La Sonda della Missione Magellano, per esempio, negli anni 80/90 ha inviato migliaia di foto di Venere, e già all’epoca furono molti i cacciatori di Ufo che ci scorsero strutture artificiali.
Oggi esperti ufologi delle foto che mostrano le strutture aliene di Venere, scattate sia dalle agenzie spaziali americane che da quelle giapponesi, ne hanno fatto un documentario “prova” per dimostrare sul Pianeta c’era vita extraterrestre.
Ricordiamo che Venere è il pianeta del nostro Sistema Solare più inospitale per le sue temperature proibitive: 470 gradi sulla superficie e fino a – 175 gradi negli strati più alti.
La logica vuole che temperature così estreme non possano permettere la vita nemmeno di microorganismi.

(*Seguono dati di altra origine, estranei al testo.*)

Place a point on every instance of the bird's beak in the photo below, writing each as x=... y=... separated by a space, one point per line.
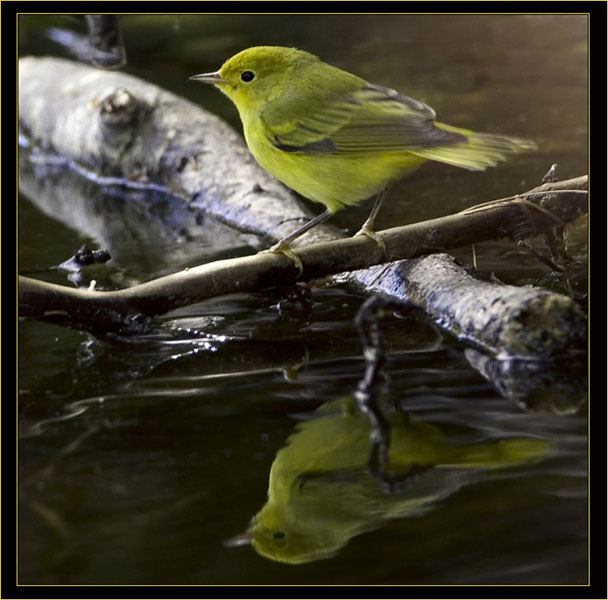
x=243 y=539
x=213 y=78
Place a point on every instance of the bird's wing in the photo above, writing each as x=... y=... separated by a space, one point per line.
x=369 y=119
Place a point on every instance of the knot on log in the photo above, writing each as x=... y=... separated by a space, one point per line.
x=119 y=109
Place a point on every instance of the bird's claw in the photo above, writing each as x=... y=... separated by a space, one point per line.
x=282 y=248
x=372 y=235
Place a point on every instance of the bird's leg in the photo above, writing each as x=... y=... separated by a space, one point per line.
x=283 y=246
x=368 y=226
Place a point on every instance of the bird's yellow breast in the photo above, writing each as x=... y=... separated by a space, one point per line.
x=333 y=180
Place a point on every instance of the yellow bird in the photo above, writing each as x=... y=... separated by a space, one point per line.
x=335 y=138
x=320 y=496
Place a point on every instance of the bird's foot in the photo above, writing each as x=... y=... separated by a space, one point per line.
x=285 y=248
x=367 y=231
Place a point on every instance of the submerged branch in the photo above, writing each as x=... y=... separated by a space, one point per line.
x=104 y=311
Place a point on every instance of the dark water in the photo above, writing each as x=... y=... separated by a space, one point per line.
x=140 y=457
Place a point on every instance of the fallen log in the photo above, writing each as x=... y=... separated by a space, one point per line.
x=119 y=129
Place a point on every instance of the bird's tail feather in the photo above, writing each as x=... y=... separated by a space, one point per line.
x=480 y=151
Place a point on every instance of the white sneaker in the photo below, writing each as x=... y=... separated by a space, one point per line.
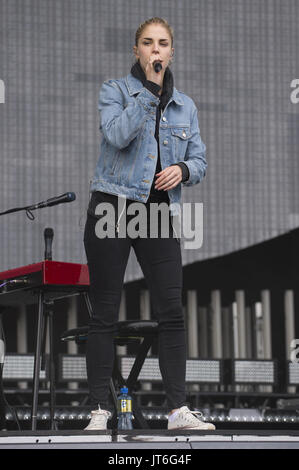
x=98 y=420
x=183 y=418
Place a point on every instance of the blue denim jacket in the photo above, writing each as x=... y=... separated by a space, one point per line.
x=128 y=153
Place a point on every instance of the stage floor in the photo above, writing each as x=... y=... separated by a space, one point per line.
x=150 y=439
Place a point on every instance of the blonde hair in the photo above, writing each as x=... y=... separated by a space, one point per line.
x=153 y=20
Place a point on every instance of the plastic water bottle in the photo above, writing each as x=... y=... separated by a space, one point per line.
x=124 y=410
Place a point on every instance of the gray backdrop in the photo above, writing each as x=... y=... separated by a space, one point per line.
x=235 y=58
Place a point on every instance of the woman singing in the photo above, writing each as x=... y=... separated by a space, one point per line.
x=150 y=145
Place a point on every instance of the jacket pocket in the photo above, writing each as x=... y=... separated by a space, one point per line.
x=180 y=137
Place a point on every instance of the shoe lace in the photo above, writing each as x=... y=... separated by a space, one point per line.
x=198 y=413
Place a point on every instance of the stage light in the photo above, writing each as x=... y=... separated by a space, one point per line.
x=72 y=367
x=19 y=367
x=197 y=370
x=258 y=371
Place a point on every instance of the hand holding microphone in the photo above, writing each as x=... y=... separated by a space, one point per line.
x=153 y=70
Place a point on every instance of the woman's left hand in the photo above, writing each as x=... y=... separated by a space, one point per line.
x=168 y=178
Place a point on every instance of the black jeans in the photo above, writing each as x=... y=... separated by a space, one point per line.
x=161 y=263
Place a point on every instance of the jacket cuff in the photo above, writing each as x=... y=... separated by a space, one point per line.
x=185 y=170
x=148 y=100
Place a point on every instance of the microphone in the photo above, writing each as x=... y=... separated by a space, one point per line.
x=157 y=66
x=53 y=201
x=48 y=236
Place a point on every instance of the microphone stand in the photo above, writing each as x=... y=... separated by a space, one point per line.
x=48 y=324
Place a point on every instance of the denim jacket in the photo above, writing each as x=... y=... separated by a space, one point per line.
x=128 y=152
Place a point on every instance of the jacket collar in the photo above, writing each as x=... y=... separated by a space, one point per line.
x=134 y=86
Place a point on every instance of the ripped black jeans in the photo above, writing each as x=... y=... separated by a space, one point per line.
x=161 y=263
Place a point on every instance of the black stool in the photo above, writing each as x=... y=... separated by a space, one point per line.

Ma i complottisti ne sono certi: quelle strutture artificiali sono la dimostrazione che gli extraterrestri hanno abitato il Pianeta e, forse, lo abitano ancora.
D’altra parte, dicono gli esperti di alieni, tali strutture che si trovano alla base dei crateri presenti su Venere, devono essere per forza artificiali perché sono troppo simmetriche per essere costruzioni naturali.
Come spiegano la vita su Venere i complottisti? Allo stesso modo in cui spiegano la vita su Marte: è probabile che tantissimi anni fa il clima sul Pianeta non fosse così proibitivo e che l’atmosfera era tale da permettere vita aliena.
E’ probabile, certo. Così com’è probabile che siano semplicemente crateri sulla superficie del Pianeta che risultano più luminosi per le alte concentrazioni di metalli al loro interno. Che dire? Tocca sempre ai posteri l’ardua sentenza.